In the meantime, a doctor from out of town, one of those devoted people who was trying to rescue New York from its plight as a center of the pandemic, is looking for an apartment.  Our narrator volunteers hers, and moves to the much more spacious place that her wealthier friend has occupied.  It even includes a rather large room devoted to the parrot itself, so it can emerge from its cage.  Furthermore, because it is such an upscale building, a number of the tenants have gone off to their summer places in the Hamptons, or someplace like that.  So the building is practically empty, and our narrator, who is an interior person and used to being alone, settles in for the duration.

Then the college student comes back.

I have to admit that, when that first happened, I was disgusted.  I was looking forward to our narrator’s adventures with her new “friend” (the dog who had that designation in the earlier novel became a most vivid character).  And the kid sounded like a mess; he had actually dropped out of college because he didn’t see the point of it, gone back home and fought so much with his parents that they had thrown him out, and returned ostensibly to take care of the parrot but really because he had nothing else to do.  A completely-at-sea adolescent boy.  What could be worse?  Our narrator, not wanting to reveal his “real” name, calls him Vetch.  Perfect.

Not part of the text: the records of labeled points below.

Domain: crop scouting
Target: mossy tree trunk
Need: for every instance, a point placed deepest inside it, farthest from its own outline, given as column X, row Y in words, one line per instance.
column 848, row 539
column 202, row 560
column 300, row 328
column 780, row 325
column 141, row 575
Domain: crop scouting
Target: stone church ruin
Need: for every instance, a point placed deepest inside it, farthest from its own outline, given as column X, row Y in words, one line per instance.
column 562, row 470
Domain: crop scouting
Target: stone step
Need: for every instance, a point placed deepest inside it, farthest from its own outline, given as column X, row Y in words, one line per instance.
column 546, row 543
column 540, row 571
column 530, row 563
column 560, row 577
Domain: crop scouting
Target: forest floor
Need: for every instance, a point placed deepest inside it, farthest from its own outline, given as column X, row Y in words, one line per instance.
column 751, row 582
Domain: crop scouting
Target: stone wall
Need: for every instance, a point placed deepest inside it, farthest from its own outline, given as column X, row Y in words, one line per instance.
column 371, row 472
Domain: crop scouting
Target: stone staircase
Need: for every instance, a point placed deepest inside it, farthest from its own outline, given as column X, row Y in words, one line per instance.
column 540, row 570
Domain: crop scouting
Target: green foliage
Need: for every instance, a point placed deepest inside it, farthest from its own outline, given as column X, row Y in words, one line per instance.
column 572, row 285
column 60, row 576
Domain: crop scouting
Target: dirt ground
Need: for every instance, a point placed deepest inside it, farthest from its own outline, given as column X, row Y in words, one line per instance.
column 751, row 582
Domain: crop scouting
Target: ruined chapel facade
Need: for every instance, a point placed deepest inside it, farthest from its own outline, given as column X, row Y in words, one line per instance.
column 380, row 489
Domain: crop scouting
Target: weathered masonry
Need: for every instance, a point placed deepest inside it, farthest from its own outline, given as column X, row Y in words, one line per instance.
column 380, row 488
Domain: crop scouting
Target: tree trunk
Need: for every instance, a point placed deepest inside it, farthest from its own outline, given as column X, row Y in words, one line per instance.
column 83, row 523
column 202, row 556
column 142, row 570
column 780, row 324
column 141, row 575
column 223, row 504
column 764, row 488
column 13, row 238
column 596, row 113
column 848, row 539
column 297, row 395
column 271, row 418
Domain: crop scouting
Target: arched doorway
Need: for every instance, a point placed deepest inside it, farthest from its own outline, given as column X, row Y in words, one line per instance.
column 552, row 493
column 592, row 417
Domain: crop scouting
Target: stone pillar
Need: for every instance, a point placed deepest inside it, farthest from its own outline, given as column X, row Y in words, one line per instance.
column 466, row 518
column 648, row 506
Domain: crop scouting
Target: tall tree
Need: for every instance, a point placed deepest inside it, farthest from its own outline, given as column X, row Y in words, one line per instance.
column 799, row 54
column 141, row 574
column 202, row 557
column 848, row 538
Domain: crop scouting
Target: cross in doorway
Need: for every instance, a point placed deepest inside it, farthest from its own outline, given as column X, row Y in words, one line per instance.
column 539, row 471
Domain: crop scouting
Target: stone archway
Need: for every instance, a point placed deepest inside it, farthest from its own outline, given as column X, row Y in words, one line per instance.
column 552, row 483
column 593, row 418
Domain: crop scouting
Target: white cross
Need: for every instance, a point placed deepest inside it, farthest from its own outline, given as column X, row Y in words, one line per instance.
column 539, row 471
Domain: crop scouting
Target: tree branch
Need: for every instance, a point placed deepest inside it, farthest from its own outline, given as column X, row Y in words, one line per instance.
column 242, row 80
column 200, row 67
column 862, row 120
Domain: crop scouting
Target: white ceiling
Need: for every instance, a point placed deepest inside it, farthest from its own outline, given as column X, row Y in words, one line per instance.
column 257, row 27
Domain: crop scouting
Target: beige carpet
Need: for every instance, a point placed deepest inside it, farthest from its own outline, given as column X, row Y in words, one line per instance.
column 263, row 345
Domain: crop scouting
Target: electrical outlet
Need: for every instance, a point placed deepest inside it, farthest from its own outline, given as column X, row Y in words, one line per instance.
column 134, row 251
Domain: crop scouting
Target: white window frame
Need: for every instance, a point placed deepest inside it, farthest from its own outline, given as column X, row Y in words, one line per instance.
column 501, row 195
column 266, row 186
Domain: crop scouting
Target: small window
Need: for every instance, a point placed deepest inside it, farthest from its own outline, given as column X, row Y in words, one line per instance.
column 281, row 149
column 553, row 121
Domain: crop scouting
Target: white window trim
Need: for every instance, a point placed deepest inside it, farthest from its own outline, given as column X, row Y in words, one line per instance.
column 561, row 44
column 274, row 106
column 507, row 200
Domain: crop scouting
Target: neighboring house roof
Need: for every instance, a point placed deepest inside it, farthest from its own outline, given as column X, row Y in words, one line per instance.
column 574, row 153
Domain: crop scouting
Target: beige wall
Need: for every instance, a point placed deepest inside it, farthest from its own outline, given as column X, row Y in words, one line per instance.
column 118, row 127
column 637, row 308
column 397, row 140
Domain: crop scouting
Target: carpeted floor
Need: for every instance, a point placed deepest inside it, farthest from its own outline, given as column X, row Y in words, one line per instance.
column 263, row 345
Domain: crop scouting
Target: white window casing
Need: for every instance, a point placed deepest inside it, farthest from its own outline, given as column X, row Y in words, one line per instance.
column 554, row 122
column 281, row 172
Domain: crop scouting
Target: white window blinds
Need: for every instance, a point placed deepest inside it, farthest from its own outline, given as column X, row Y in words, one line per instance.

Except that he turns out not to be so bad.  Our narrator manages to turn an ankle on her early morning peregrinations, and he slowly, very tentatively, begins to take care of her.  Though she, like so many New Yorkers, does almost no cooking and just grazes for her meals, eating the same things again and again (she is a master of the grilled cheese sandwich), he is interested in cooking and food, and adds some variety to her diet.  Furthermore, as a person who has experience with drugs (all his life, actually; his parents began medicating him for psychological problems when he was quite young), he brings some into her life, first edibles, then some joints, and they definitely improve her overall outlook.

As the two of them connect, over some cannabis-aided conversations, we began to realize that his problems with his parents are more their problems than his.  He’s a troubled young man like many of his cohorts, but it’s not particularly his fault.  His parents are the ones who need shrinks (and probably have them in profusion).  And though he has no prospects whatsoever—he’s delighted when he gets a job as a delivery person—I feel for the kid.  His moment in history has failed him.  It’s not his fault.

In some ways I still think this novel is slightly not quite ripe, but it’s a brave novel to have written.  Our protagonist faces the pandemic head on, in New York no less.  The unsettled feeling I have about the book is the way I feel about that whole moment in our history.  The feeling of things being unfinished may be exactly the point.